Anti-racism event in central Alberta discusses injustice, while being disrupted by far-right protesters
Around 50 people attended the event to discuss experiences with racism in the region
A community conversation in Lacombe on Saturday afternoon focused on how racism has no place in Canada was interrupted by self-identified members of a far-right group.
The rally, which sought to shine a light on racial inequities in Alberta, brought out around 50 physically distanced people and was organized by a coalition of various local groups including the Black and Indigenous Alliance AB and Rural Alberta Against Racism.
The event featured several speakers, including advocates from its organizing groups and local residents who told the crowd about their experiences with racism in the region.
Cheryl-Jaime Baptise, creator of Red Deer Against Racism, spoke at the event, calling for attendees to step in and act when they see injustice, and for Canadian governments to better understand the injustice racialized people in this country face.
"Racialized lives are relatively under-valued in Canada, the United States and globally, and more likely to be ended by police, and the country needs to recognize that inequity to bring it to an end," Baptise said.
The rally was held at the Lacombe Memorial Centre. Lacombe is around 25 kilometres north of Red Deer.

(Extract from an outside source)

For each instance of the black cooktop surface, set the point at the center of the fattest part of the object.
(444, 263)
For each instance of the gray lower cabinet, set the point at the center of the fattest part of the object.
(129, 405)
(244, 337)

Once the speakers began addressing the audience, a group of about half a dozen people calling themselves the Urban Infidels disrupted the event, confronting organizers outside the park. The group began yelling, "Where are all the Black people?" at the mainly white crowd, asking why they were supporting a Black Lives Matter movement.
The group was followed closely by several police officers patrolling the event, but was ultimately left alone. They returned several times to pace the sidewalk outside the event and exchange words with the rally's organizers.
According to the Canadian Anti-Hate Network, the Urban Infidels are an Alberta-based splinter group of the Soldiers of Odin, a Finnish group with white supremacist roots. The group that disrupted Saturday's rally wore black leather vests with patches, while waving the Canadian flag.
The Canadian Anti-Hate Network also identifies the Urban Infidels as a "patriot group." John McCoy, executive director of the Edmonton-based Organization for the Prevention of Violence, told the CBC earlier this week these patriot groups don't typically adhere to the same strict white nationalist ideologies as some other far-right groups, but still traffic in the same anti-immigration and Islamophobic sentiments.
Security at the rally was high in light of recent incidents at other anti-racism rallies in central Alberta.
A peaceful anti-racism event in Red Deer in September was disrupted by counter-protesters, with video showing at least one person struck by a counter-protester.
Earlier that same month in Ponoka, 55 kilometres north of Red Deer, an anti-racism protester was struck by a car during a demonstration. Members of the Black and Indigenous Alliance AB who staged the anti-racism demonstration alleged the collision was targeted.
Kisha Daniels, a co-founder of the Black and Indigenous Alliance AB, said she hoped people who attended Saturday's event would pick up some new information about how to live an anti-racist life and carry that with them.
Her organization was invited by citizens of Lacombe, Daniels said, to have this conversation after hearing about her group's work in other communities.
Daniels said she wasn't worried about the heavy security that was needed for Saturday's event and that recent disruptions at anti-racism events in central Alberta showed the need for her group's work.
"It encourages us to continue educating because it just clearly shows to us that there is room for this conversation, because there's a lot of misunderstanding about anti-racism and what is all involved in that," Daniels said.
A similar anti-racism event is planned for Sunday in Red Deer where hundreds are expected to participate in a peace walk.